Comparative Study of Surrogate Techniques for Hyperparameter Optimization in Convolutional Neural Network (CNN)
Optimizing hyperparameters in CNN is tedious for many researchers and practitioners. it requires a high degree of expertise or a lot of experience to optimize the hyperparameter and such manual optimization is likely to be biased. Hyperparameters in deep learning can be divided into two types. One type is those associated with the learning algorithms, such as determining what learning rate is appropriate, after how many iterations or epochs for each training, etc. The other type of hyperparameter is related to how we design deep neural networks. For example, how many layers we need for our network, how many filters in given convolutional layers needs, etc. Choosing different values and setting these hyperparameters correctly is often critical for reaching the full potential of the deep neural network chosen or designed, consequently influencing the quality of the produced results. Currently, different methods or approaches have been introduced in mitigating the issues of manual optimization.

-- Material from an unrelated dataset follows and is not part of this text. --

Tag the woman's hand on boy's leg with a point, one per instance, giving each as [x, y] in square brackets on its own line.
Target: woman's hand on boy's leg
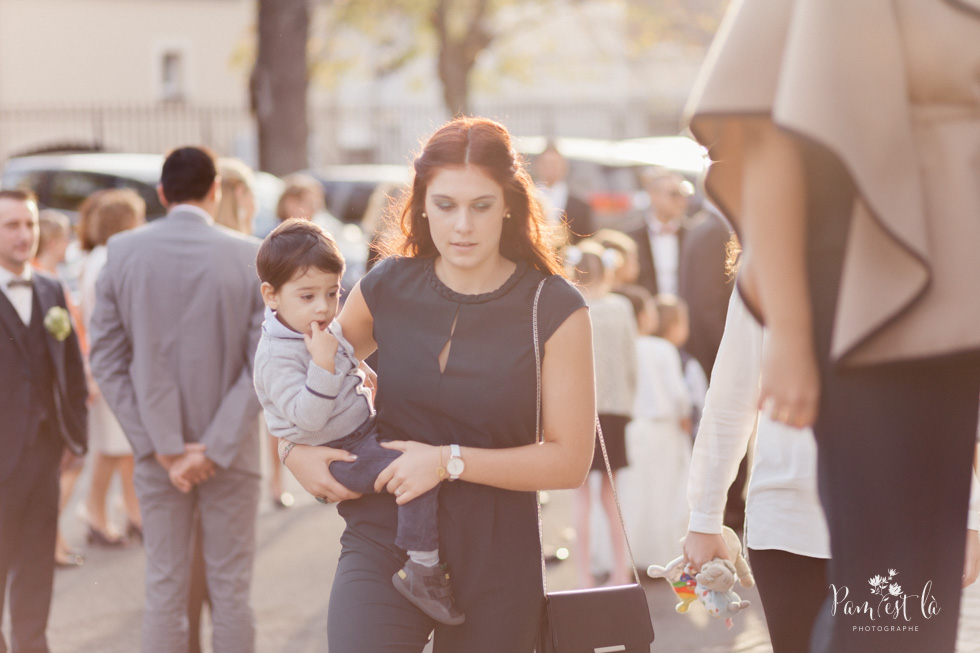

These methods are such as Grid Search, Bayesian optimization, Genetic Algorithms (GA). However, these methods are still computationally expensive, largely due to the hyperparameter evaluations required. Recently, Random search has proven to be the most efficient method in hyperparameter optimization due to its simplicity, ease of implementation, and the ability to handle integer and categorical hyperparameters that naturally increase the chance of finding better hyperparameter configuration in high dimensional search space. However, what makes the adoption and application of a deep learning-based solution even more complex is that
-
(1) all feasible hyperparameter configurations form a huge space, from which we need to choose optimal combination,
-
(2) Different datasets require different hyperparameter configurations
-
(3) hyperparameter is optimized by only one type which is the design of deep neural network while the learning algorithms value is fixed, and that
-
(4) evaluating even a single hyperparameter configuration point in the space is often very time consuming (i.e., training one deep neural network using modern GPU usually takes hours, days, or even weeks).
One way of alleviating this burden is by constructing surrogate models, or known as a statistical model, metamodels or emulators, that is trained using a data-driven approach to approximate the simulation output accurately. Since a single evaluation of the trained surrogate model is generally faster than a single evaluation of the original simulation, performing hundreds and thousands of outputs evaluations with various combinations of design hyperparameters is no longer a problem. Although several machine learning and regression techniques have been developed for surrogate model construction, there has been little work on which surrogate techniques to apply. Hence, this research aims to address the research gap by performing a comparative study of surrogate techniques for convolutional neural network (CNN) hyperparameter optimization.
The research objective is twofold:
-
(1) to derive training datasets for surrogate techniques comparative study and
-
(2) to perform a comparative study of surrogate techniques for hyperparameter evaluation.
The hyperparameter performances were then evaluated using the state-of-the-art accuracy, mean error rate (MSE) and coefficients of determination (R2). The computational experiments revealed that gradient boosting is the best surrogate technique for hyperparameter optimization in CNN. Additionally, speed up the hyperparameter optimization in convolutional neural networks.